My sons have been the best counsellors I could have asked for. They are usually in tune with my emotions as much as I am with theirs. I have endeavoured to make happiness a palpable reality for them and, therefore, for me. Life will not collapse into chaos simply because their father opted out. I refuse to let them suffer the stigma of divorce and be deemed as the pariahs of society. They have every reason to hold their heads high and demand to be counted as fully fledged members of society. Some of the finest men in history have been raised without their fathers. My own personal belief is that is precisely because their mothers have restored within them a greater sense of compassion and humility.
Happiness is not about plying our children with gifts; it is more the lesson that we are grateful for the circumstances we find ourselves in, knowing that many others are worse off than ourselves. In my own case, rather than waste my energies on the many “if only” situations, I resolved to invest in something much more worthwhile – my present reality which includes my sons. I have watched in awe as they mature into young adults with a nuanced perspective on life which so many of their peers do not have. Through adversity they have learnt kindness, humility and patience – and this is where Allah’s wisdom comes together.

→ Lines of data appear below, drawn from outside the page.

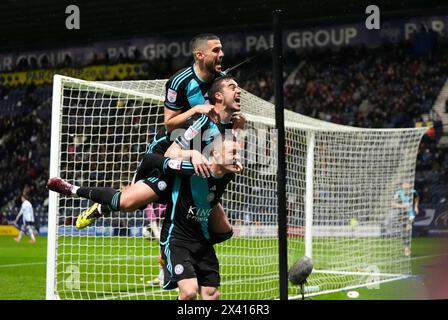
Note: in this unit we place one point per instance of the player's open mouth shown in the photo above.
(238, 101)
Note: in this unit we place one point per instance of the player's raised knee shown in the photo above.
(210, 293)
(187, 294)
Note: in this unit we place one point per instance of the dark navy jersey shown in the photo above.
(197, 133)
(189, 208)
(185, 90)
(195, 124)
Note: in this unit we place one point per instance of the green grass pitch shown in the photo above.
(23, 270)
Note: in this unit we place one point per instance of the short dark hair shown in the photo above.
(199, 40)
(217, 86)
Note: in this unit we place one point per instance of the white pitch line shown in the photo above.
(21, 264)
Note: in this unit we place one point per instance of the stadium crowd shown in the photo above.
(386, 87)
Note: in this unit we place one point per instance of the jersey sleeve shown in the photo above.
(174, 95)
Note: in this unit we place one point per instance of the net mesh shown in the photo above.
(354, 236)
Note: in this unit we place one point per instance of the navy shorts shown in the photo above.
(182, 260)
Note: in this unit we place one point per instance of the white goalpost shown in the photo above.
(341, 183)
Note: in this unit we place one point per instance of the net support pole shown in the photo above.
(281, 169)
(309, 197)
(53, 197)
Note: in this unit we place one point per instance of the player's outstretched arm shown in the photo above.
(175, 119)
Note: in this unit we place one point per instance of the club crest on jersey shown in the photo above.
(190, 133)
(171, 95)
(210, 197)
(161, 185)
(174, 164)
(178, 269)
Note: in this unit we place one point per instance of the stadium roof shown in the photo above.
(26, 24)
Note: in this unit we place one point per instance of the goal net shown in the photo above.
(341, 183)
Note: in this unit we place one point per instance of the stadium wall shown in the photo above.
(153, 48)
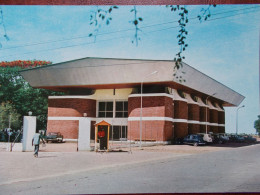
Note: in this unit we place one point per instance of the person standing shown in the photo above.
(36, 142)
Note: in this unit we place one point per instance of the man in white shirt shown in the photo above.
(36, 142)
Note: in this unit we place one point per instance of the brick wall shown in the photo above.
(153, 106)
(69, 129)
(160, 106)
(180, 109)
(71, 107)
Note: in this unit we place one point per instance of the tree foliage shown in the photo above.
(17, 93)
(104, 15)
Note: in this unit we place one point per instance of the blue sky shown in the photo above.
(226, 47)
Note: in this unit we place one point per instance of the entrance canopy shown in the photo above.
(103, 73)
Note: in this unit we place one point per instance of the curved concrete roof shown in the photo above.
(112, 73)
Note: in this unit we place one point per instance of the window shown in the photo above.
(121, 109)
(105, 109)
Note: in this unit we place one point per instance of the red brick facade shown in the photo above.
(153, 106)
(71, 107)
(163, 118)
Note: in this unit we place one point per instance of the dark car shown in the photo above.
(54, 137)
(249, 139)
(220, 138)
(194, 139)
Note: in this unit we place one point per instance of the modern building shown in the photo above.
(137, 97)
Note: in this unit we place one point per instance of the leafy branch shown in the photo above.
(99, 17)
(136, 22)
(205, 13)
(3, 25)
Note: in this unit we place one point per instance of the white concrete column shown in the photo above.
(29, 129)
(84, 134)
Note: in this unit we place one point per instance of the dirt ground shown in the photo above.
(72, 147)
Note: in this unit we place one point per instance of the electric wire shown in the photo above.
(94, 42)
(118, 31)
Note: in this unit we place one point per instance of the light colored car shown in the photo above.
(206, 137)
(224, 136)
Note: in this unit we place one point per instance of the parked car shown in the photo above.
(177, 141)
(206, 137)
(194, 139)
(249, 139)
(236, 138)
(220, 138)
(54, 137)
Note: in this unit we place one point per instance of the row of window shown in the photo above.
(105, 109)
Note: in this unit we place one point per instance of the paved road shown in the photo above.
(233, 170)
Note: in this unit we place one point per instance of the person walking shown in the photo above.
(36, 142)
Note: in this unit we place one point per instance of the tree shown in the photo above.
(101, 16)
(257, 125)
(19, 95)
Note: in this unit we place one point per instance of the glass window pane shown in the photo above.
(109, 106)
(119, 114)
(109, 114)
(125, 114)
(119, 106)
(101, 114)
(101, 106)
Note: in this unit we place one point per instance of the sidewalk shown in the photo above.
(23, 166)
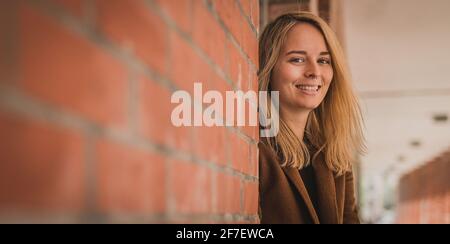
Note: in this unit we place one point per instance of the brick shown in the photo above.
(255, 10)
(74, 6)
(238, 27)
(238, 68)
(191, 188)
(133, 26)
(228, 194)
(42, 167)
(210, 144)
(254, 160)
(179, 11)
(187, 67)
(68, 72)
(208, 34)
(154, 117)
(129, 180)
(240, 158)
(251, 198)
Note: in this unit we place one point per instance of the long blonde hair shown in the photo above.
(335, 126)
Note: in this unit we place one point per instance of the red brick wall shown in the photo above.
(85, 111)
(425, 193)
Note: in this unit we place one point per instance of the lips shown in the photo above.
(308, 89)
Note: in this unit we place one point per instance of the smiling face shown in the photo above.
(304, 71)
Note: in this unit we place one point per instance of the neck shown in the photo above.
(296, 121)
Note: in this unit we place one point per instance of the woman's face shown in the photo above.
(303, 71)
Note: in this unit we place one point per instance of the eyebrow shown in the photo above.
(304, 52)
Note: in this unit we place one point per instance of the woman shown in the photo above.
(306, 169)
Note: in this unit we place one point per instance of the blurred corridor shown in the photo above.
(85, 108)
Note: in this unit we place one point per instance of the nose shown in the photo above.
(312, 70)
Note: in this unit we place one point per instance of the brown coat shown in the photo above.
(284, 198)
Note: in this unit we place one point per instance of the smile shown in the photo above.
(308, 89)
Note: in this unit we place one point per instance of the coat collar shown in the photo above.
(326, 191)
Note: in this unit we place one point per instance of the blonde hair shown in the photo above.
(335, 126)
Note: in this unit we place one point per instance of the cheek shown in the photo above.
(328, 76)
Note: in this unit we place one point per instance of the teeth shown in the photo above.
(308, 88)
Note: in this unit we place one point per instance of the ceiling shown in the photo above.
(399, 55)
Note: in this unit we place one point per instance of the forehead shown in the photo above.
(304, 36)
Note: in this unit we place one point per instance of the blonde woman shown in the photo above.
(306, 169)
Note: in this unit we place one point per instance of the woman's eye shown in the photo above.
(324, 61)
(297, 60)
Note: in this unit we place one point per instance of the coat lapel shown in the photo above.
(294, 177)
(326, 192)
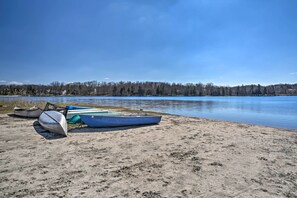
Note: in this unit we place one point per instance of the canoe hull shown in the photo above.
(27, 113)
(117, 121)
(53, 121)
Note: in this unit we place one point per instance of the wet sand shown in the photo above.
(180, 157)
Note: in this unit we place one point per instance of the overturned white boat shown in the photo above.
(33, 112)
(53, 121)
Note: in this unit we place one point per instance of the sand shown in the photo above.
(180, 157)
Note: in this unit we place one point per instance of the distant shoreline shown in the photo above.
(94, 88)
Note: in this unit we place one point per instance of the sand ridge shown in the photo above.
(180, 157)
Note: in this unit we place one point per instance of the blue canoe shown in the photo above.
(75, 119)
(121, 120)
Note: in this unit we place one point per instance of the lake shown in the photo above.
(279, 111)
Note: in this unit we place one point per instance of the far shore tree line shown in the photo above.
(94, 88)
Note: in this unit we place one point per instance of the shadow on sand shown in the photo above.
(44, 133)
(86, 129)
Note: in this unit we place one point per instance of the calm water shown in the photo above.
(280, 112)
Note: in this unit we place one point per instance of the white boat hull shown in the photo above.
(53, 121)
(33, 112)
(71, 113)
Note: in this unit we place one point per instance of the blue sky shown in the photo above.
(226, 42)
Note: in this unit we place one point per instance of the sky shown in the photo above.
(225, 42)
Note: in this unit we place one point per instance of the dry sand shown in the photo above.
(180, 157)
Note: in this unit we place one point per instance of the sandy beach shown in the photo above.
(180, 157)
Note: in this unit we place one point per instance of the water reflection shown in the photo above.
(270, 111)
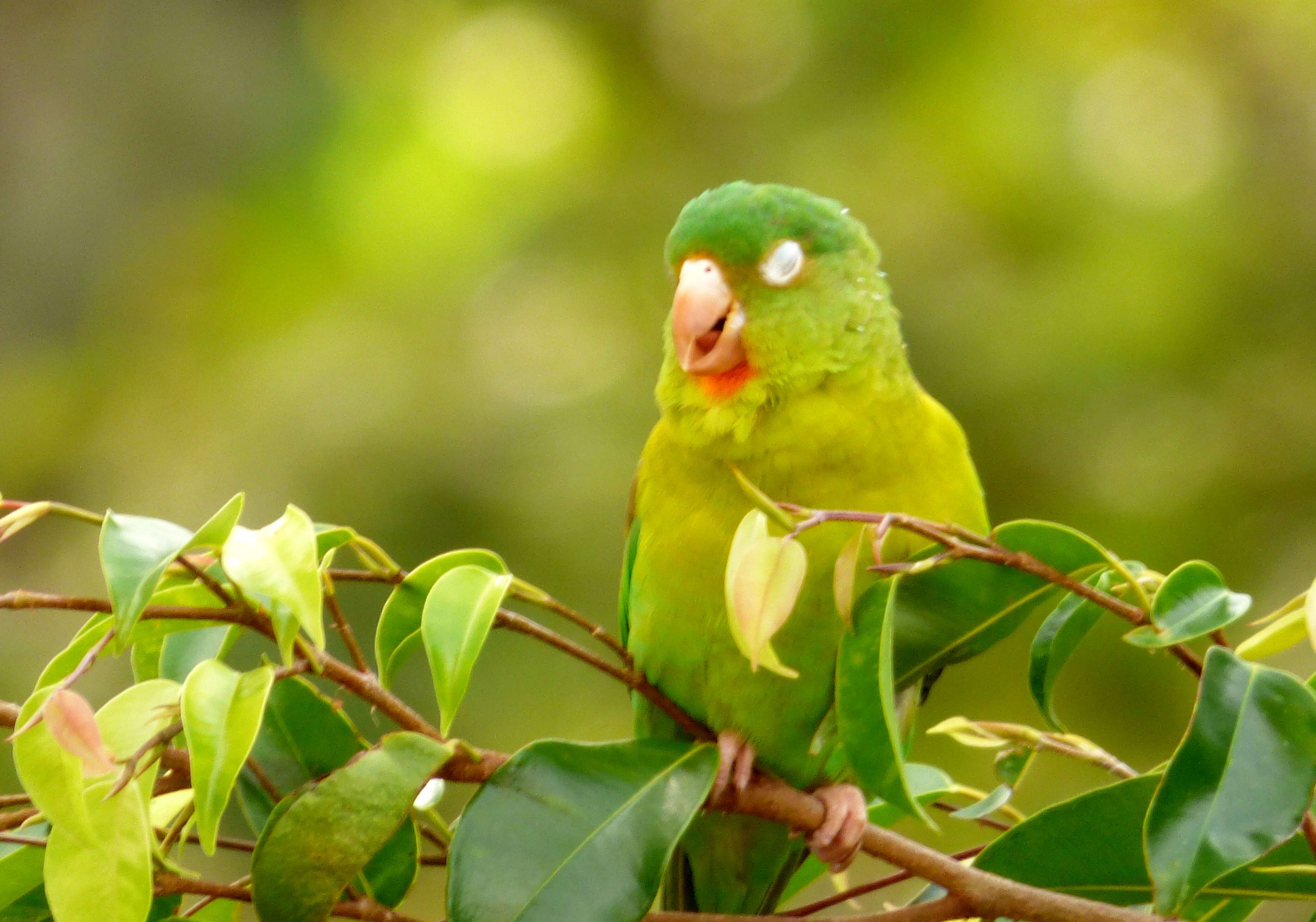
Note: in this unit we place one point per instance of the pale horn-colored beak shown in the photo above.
(706, 320)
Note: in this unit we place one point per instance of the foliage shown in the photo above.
(345, 825)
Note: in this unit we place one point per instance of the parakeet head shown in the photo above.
(778, 292)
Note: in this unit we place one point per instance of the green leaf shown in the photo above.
(68, 659)
(865, 700)
(109, 878)
(51, 775)
(152, 639)
(458, 614)
(1277, 637)
(332, 537)
(1239, 783)
(928, 783)
(951, 614)
(1191, 601)
(1057, 640)
(279, 564)
(1091, 846)
(303, 738)
(221, 716)
(320, 838)
(136, 550)
(576, 832)
(136, 715)
(390, 874)
(20, 869)
(998, 799)
(398, 633)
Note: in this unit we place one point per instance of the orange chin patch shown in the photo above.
(728, 384)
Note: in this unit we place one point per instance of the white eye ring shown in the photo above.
(782, 265)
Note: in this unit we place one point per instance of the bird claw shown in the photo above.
(836, 842)
(735, 767)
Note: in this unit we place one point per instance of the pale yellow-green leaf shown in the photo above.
(107, 878)
(51, 775)
(844, 575)
(281, 564)
(966, 733)
(769, 578)
(1277, 637)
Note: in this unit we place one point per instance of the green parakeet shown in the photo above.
(783, 358)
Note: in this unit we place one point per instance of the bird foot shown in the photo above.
(836, 842)
(735, 767)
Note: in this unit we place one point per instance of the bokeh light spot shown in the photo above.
(1151, 129)
(727, 53)
(511, 87)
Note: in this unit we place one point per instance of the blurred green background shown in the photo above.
(399, 262)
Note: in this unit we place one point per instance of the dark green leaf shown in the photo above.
(136, 550)
(1091, 846)
(1240, 781)
(955, 612)
(320, 838)
(1193, 601)
(865, 699)
(458, 615)
(398, 633)
(576, 832)
(303, 738)
(1057, 640)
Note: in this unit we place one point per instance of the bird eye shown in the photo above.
(782, 265)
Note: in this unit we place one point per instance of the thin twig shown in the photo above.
(365, 575)
(891, 881)
(264, 781)
(536, 596)
(349, 640)
(207, 900)
(207, 581)
(23, 841)
(939, 911)
(131, 763)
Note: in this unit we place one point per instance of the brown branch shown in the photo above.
(535, 596)
(207, 581)
(365, 576)
(168, 884)
(16, 819)
(939, 911)
(633, 681)
(349, 639)
(890, 881)
(23, 841)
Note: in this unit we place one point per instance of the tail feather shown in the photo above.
(730, 863)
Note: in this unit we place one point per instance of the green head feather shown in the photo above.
(833, 327)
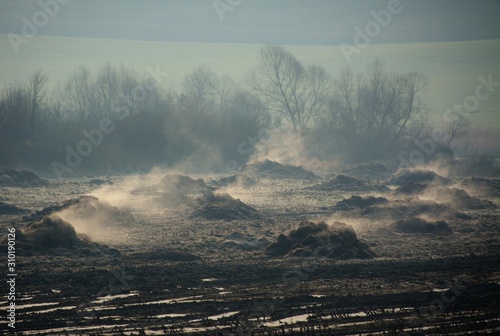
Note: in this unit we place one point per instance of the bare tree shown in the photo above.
(293, 91)
(200, 85)
(377, 113)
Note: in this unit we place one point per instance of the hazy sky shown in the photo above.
(259, 21)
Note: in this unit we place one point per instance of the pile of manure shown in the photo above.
(20, 178)
(272, 169)
(419, 225)
(336, 241)
(348, 184)
(222, 207)
(50, 235)
(358, 202)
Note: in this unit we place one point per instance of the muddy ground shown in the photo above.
(178, 273)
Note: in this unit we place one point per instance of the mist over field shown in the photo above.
(250, 167)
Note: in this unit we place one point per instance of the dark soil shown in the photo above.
(419, 225)
(411, 188)
(408, 208)
(9, 209)
(460, 199)
(348, 184)
(418, 176)
(240, 179)
(89, 208)
(336, 241)
(272, 169)
(51, 235)
(183, 185)
(375, 171)
(484, 186)
(222, 207)
(358, 202)
(20, 178)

It is usually in our most difficult times that we turn to Allah for help. Therefore, I take a very philosophical view to life. Never become too attached to anything be it people, commodities or a given situation….and yes, that includes my own children. Even though they are the focal point of my life and I am heavily invested in them, I am mindful of the fact that they too will one day pursue their own desires. I don’t expect reciprocal affection simply because a mother’s love can never be matched. Happiness has many formulae but, ultimately, it depends on us to find it and make it work. Any adversity we encounter is an added opportunity to recognise Allah as the real focus and demonstrate our reliance upon Him and nobody else.